FIG. 6, comprising FIG. 6A through 6I, depicts representative quantification of protein condensates. End4p condensates were differentiated from End4p patches by a custom ImageJ plugin and analyzed for comparison of sizes. FIGS. 6A-6C depict quantification when End4p was tagged at the N-terminal with mEGFP. FIGS. 6D-6F depict quantification when End4p was tagged at the N-terminal with mEGFP, and a cc-11pN was inserted before the THATCH domain. FIGS. 6G-6I depict quantification when End4p was tagged at the N-terminal with mEGFP, and a cc-11pN in the open conformation was inserted before the THATCH domain. FIGS. 6B, 6E, and 6H depict representative images of fission yeast cells with fluorescently tagged End4p or End4p constructs are shown on the left, and the identified End4p condensates are shown on the right. The distributions of condensate diameter are shown in FIGS. 6C, 6F, and 6I, each from >500 cells. A negligible population of End4p patches, typically from spatially overlapping endocytic events, is misidentified as End4p condensates in FIG. 6B-6C. Scale bar in FIG. 6B applies to all images, 10 μm. Images in FIGS. 6B, 6E, and 6H were acquired and displayed with the same settings.
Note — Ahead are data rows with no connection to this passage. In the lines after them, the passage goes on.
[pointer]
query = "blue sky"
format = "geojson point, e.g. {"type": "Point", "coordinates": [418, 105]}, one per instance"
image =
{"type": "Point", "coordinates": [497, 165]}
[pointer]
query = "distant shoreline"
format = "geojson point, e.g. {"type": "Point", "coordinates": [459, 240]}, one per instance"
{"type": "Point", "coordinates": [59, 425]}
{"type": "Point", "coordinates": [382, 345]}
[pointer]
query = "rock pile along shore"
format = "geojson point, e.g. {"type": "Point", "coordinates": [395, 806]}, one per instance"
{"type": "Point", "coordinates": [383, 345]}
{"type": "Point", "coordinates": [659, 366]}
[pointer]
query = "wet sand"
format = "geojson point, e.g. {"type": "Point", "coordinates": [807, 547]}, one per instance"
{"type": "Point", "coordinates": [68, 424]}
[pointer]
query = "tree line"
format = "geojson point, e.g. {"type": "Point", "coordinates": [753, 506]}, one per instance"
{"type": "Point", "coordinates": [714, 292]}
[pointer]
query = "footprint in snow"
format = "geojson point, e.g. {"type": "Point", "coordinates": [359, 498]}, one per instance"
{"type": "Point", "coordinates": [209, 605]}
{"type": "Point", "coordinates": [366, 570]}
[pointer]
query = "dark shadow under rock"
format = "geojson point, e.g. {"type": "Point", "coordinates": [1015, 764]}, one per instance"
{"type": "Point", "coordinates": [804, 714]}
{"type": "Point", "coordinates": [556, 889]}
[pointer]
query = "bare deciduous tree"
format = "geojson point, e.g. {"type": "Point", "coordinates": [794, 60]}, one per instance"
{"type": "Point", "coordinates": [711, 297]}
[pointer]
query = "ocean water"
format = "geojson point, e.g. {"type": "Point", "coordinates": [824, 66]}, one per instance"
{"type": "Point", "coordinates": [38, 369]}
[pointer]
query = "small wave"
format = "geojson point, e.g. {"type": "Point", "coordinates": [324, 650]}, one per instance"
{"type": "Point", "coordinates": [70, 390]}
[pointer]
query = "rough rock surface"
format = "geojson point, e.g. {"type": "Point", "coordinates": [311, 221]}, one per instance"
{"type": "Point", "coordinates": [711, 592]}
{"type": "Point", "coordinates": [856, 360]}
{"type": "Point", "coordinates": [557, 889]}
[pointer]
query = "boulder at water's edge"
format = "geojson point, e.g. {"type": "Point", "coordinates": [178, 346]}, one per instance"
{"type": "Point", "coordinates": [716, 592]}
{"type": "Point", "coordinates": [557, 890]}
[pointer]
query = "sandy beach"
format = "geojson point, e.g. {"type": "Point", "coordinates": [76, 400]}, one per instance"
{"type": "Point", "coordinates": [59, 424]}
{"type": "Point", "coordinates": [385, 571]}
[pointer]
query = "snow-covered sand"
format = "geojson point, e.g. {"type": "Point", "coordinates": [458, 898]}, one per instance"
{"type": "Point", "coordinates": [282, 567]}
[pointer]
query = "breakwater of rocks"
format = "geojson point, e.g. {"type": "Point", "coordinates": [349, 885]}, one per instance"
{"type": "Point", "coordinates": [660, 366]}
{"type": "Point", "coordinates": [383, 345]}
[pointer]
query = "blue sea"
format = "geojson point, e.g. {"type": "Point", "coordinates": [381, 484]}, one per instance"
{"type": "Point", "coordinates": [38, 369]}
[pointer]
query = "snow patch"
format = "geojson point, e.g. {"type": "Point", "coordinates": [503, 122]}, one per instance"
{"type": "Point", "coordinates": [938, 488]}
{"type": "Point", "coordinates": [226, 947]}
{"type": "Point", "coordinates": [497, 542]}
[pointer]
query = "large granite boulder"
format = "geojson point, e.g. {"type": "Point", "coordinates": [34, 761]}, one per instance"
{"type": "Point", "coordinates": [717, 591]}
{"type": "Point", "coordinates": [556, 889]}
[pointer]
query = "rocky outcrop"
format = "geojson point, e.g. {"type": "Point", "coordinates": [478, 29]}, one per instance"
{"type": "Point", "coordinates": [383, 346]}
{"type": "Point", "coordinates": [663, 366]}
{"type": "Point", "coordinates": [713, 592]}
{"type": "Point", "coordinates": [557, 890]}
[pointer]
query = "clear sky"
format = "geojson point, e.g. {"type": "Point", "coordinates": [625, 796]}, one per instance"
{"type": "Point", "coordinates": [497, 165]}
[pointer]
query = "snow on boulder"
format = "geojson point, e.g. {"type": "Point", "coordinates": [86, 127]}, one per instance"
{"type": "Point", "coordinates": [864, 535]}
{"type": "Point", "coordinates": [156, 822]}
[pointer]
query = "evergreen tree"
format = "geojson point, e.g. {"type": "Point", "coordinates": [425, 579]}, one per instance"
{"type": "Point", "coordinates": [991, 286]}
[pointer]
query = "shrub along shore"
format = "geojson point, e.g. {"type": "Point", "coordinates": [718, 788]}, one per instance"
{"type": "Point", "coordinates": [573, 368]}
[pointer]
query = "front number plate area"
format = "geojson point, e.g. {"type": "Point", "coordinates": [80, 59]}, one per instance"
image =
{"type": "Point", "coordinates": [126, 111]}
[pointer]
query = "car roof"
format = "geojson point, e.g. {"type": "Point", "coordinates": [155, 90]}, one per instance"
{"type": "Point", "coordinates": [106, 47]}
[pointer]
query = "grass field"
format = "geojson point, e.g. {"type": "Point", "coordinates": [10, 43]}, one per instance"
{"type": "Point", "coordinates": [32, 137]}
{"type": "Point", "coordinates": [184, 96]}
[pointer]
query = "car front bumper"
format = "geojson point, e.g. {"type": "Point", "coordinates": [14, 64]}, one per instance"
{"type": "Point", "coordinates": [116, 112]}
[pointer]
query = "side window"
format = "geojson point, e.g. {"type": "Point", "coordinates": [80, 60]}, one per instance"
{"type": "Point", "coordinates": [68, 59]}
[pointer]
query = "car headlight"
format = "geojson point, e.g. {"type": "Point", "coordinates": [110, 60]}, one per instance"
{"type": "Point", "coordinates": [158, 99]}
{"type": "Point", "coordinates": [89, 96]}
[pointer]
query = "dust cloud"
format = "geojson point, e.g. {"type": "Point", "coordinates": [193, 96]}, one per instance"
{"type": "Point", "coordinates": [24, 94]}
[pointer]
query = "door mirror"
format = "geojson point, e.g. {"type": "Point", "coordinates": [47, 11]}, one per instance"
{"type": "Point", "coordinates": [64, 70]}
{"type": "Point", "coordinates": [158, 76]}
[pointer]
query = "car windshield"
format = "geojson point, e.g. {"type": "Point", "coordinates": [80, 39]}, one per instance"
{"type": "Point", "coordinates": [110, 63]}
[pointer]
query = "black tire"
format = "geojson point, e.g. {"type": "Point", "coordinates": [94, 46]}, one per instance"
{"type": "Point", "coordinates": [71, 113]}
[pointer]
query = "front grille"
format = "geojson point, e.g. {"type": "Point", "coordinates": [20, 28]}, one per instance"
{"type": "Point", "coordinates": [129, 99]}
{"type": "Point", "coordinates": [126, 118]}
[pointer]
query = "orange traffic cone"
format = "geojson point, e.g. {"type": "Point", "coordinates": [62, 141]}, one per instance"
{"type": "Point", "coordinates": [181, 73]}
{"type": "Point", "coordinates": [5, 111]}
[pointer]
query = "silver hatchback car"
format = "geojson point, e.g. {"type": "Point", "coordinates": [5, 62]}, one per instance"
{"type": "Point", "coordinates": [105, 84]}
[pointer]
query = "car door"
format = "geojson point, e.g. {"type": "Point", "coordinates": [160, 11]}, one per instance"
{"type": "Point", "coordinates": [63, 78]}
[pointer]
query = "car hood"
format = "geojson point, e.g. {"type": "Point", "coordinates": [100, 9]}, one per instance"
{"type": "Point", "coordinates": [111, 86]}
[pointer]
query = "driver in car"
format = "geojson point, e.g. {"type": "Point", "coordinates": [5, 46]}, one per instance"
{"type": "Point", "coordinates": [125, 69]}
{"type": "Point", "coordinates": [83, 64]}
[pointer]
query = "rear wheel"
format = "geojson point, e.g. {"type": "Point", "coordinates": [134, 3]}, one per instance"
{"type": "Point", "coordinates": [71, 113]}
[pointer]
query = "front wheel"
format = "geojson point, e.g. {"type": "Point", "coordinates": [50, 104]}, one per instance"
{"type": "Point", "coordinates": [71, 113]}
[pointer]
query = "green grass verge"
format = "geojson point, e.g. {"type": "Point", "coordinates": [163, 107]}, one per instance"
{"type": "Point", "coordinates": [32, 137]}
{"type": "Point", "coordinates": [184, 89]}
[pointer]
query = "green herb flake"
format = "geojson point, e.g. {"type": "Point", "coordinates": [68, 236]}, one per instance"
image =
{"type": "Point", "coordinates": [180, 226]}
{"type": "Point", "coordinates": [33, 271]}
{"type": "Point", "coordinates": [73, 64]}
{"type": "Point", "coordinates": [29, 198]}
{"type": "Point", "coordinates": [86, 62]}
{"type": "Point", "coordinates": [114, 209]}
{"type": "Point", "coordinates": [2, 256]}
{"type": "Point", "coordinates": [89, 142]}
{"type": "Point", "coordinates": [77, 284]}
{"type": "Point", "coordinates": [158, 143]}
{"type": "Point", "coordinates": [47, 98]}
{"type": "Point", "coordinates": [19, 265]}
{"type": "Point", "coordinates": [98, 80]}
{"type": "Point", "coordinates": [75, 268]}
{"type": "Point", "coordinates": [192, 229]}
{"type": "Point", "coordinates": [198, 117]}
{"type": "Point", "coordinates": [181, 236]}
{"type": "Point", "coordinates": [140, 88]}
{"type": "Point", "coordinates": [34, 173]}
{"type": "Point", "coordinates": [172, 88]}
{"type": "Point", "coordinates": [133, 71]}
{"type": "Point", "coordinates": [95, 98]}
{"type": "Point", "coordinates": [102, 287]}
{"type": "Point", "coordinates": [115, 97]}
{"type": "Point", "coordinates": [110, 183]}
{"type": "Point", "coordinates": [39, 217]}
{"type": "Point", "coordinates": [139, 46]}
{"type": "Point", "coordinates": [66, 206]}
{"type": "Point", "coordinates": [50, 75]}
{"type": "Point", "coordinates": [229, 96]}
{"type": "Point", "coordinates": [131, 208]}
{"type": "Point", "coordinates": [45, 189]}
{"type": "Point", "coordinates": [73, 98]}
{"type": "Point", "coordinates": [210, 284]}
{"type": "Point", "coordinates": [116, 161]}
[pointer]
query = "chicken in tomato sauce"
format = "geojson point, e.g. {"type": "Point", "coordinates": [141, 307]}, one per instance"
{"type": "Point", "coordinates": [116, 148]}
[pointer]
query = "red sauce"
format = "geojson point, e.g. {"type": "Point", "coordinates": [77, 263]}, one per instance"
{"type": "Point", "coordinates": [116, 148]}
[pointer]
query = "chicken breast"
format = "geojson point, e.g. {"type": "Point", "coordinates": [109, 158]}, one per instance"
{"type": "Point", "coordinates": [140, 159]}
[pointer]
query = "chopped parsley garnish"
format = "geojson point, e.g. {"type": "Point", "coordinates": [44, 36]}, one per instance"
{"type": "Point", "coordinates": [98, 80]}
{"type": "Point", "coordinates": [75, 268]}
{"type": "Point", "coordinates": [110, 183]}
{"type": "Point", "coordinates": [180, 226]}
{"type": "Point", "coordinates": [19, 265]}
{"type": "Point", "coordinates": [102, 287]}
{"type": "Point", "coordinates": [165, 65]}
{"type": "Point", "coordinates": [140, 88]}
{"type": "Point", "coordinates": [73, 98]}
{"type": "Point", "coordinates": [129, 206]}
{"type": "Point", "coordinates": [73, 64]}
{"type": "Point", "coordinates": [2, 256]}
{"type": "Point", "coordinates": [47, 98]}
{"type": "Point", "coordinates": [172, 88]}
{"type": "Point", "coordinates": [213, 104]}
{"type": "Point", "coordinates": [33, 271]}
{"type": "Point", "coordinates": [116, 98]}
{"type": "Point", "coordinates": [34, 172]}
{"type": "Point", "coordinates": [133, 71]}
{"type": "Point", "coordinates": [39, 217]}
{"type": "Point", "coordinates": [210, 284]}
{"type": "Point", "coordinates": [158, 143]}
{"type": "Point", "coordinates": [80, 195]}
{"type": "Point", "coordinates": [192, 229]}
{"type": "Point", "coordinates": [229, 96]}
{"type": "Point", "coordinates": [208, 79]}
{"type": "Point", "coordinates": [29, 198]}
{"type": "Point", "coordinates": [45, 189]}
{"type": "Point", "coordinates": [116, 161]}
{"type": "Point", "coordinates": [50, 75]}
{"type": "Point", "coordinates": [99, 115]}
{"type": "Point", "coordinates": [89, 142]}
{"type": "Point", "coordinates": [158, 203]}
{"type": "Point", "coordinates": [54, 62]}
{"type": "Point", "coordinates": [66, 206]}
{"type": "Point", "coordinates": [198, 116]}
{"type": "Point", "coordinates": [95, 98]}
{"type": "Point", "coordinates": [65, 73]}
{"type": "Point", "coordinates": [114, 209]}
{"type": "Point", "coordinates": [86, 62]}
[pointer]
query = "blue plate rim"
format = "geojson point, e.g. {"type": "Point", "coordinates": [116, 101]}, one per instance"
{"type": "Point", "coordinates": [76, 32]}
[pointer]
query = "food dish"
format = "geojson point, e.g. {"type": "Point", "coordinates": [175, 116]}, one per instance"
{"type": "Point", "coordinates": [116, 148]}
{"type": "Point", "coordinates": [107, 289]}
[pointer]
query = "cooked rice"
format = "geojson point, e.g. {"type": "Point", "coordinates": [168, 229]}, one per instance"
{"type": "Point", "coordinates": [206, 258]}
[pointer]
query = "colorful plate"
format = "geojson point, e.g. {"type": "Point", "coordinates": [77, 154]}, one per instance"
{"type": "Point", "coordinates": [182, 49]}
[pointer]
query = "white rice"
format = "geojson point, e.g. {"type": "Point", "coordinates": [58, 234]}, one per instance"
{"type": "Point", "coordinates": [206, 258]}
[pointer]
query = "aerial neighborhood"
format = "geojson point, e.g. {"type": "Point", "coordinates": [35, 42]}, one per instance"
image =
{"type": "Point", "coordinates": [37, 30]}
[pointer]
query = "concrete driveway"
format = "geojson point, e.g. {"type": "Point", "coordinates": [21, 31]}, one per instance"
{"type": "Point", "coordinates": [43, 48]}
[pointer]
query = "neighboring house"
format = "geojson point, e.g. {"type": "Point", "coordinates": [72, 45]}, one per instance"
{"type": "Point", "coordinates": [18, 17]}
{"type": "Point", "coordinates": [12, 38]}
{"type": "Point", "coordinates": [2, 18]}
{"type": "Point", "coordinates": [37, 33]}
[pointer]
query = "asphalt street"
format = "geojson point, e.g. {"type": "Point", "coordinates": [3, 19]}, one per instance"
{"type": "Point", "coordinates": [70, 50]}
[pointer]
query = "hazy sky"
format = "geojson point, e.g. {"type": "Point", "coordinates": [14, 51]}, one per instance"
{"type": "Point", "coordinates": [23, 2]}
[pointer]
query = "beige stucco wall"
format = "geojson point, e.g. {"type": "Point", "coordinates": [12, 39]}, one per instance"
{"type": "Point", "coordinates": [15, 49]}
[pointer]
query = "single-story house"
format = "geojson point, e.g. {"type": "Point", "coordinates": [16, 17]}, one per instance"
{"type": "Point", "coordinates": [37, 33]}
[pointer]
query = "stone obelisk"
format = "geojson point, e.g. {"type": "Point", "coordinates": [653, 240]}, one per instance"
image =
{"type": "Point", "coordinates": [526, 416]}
FIG. 7, comprising FIG. 7A through FIG. 7E, depicts representative data for controls for End4p localization in mutant strains. FIG. 7A depicts representative fission yeast cells expressing End4p where a self-cleaving 2A peptide was inserted before the THATCH domain and fluorescently-tagged at its N- and C-terminals. The End4p N-terminal abnormally accumulates at cell tips and the division plane, while End4p C-terminal is diffusive in the cytoplasm. The localization of End4p fragments were not changed by the insertion of cc-11pN as shown in FIG. 5E. FIG. 7B depicts representative fission yeast cells expressing fluorescently-tagged End4p where the THATCH domain was deleted. End4p without the THATCH domain abnormally accumulates at cell tips and the division plane. The localization of this End4p construct was not changed by the insertion of cc-11pN as shown in FIG. 5D. FIG. 7C depicts representative fission yeast cells expressing fluorescently-tagged End4p where a self-cleaving 2A peptide was inserted after the proline rich domain. End4p N-terminal is diffusive in the cytoplasm, while its C-terminal localizes to endocytic patches. Compare with FIG. 9B. FIG. 7D depicts representative fission yeast cells expressing fluorescently-tagged End4p where the RVK1010DDD mutation was introduced into the THATCH domain to abolish binding to actin filaments. This mutant abnormally accumulates at cell tips and the division plane. FIG. 7E depicts representative fission yeast cells expressing fluorescently-tagged End4p where the R1093G mutation was introduced into the THATCH domain to abolish binding to actin filaments. This mutant abnormally accumulates at cell tips and the division plane. The localization of End4p in FIG. 7D-7E were not changed by the insertion of cc-11pN as shown in FIGS. 5G and 5H. FIG. 7A-7E, Scale bar in FIG. 7A applies to all images, 5 μm. Images are inverted contrast of max projected whole cell sections. End4p is tagged at the N-terminal with mScarlet-I in FIGS. 7A-7E, and End4p is also tagged at the C-terminal with mEGFP in FIGS. 7A and 7C-7E. The schematic under each image indicates the modifications on End4p, and fluorescent tags are omitted for clarity.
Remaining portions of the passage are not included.